The Sinner's Prayer and Baptism

Someone told me a story about a kid who wanted to get baptized. The kid was a teenager--a mature adolescent--who hadn't been baptized as a child and who now wanted to express outwardly that which was already so real to her in her heart. She begged her father to let her be baptized but her father would not allow it without "proof" that she was actually "saved." He wanted to hear her say what's called the sinner's prayer but for whatever reason--either because she didn't know it or because she wasn't on good terms with her father--she didn't. Eventually, when she was away from home, she went to a larger church that was doing group baptisms and she was finally baptized alongside over a hundred spiritual peers. When asked if she would tell her father, she said "oh, no way."

Interesting story, and it's had me thinking. The most disturbing element of the story is probably the demand of the girl's father that she repeat the sinner's prayer before she actually get baptized. Now, of course, this whole thing is cloaked in the troubled relationship of the girl with her father, but think about it. If the girl wanted to be baptized out of her faith in Christ, why was the father so bent on adding additional requirements? Why would anyone?

Perhaps it is stories like this--stories of people trying to add just one more thing on top of the gospel of Jesus Christ, just one more rule on top of simply embracing God's love through Jesus--that Paul had in mind when he said,
"For in Christ Jesus neither circumcision nor uncircumcision has any value. The only thing that counts is faith expressing itself through love. You were running a good race. Who cut in on you and kept you from obeying the truth?...As for those agitators, I wish they would go the whole way and emasculate themselves!" (Gal. 5)
Yes, I think Paul had big problems with folks who became so rigid that they could no longer handle the simplicity of the faith of others, people who needed it to be more complex for it to count.

It's not about proximity to Jesus. It's not about how orthodox our doctrines are. It's about which direction we're heading on the journey. Remember the story of the Ethiopian eunuch?
The eunuch asked Philip, 'Tell me, please, who is the prophet talking about, himself or someone else?' Then Philip began with that very passage of Scripture and told him the good news about Jesus. As they traveled along the road, they came to some water and the eunuch said, 'Look, here is water. Why shouldn't I be baptized?' And he gave orders to stop the chariot. Then both Philip and the eunuch went down into the water and Philip baptized him." (Acts 8)
"Why shouldn't I be baptized?" asked the Ethiopian. "No reason at all" is the implied response. Nothing is hindering from Baptism those who want to begin the journey of faith in Christ.

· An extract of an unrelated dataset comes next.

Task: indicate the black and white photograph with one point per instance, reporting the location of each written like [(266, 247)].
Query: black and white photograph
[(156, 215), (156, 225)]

There's no magical prayer that makes one right with God, no single moment at which we can say that a person is "saved." What does that mean anyway? Salvation is a process with corporate as well as individual elements. Yes, the work of the cross was once and FOR ALL. But the larger picture of salvation, the very end to which the cross was a means, is the implementation of that reality which has been made true by the incarnational work of God through the crucified Christ.

Which direction?... This is the larger question. Which direction are we heading? Side by side with Jesus toward that truest reality? Or some other direction? If the answer is the former rather than the latter then no "sinner's prayer" is necessary or even helpful. And nothing can keep the redeeming water of baptism from identifying us as God's beloved.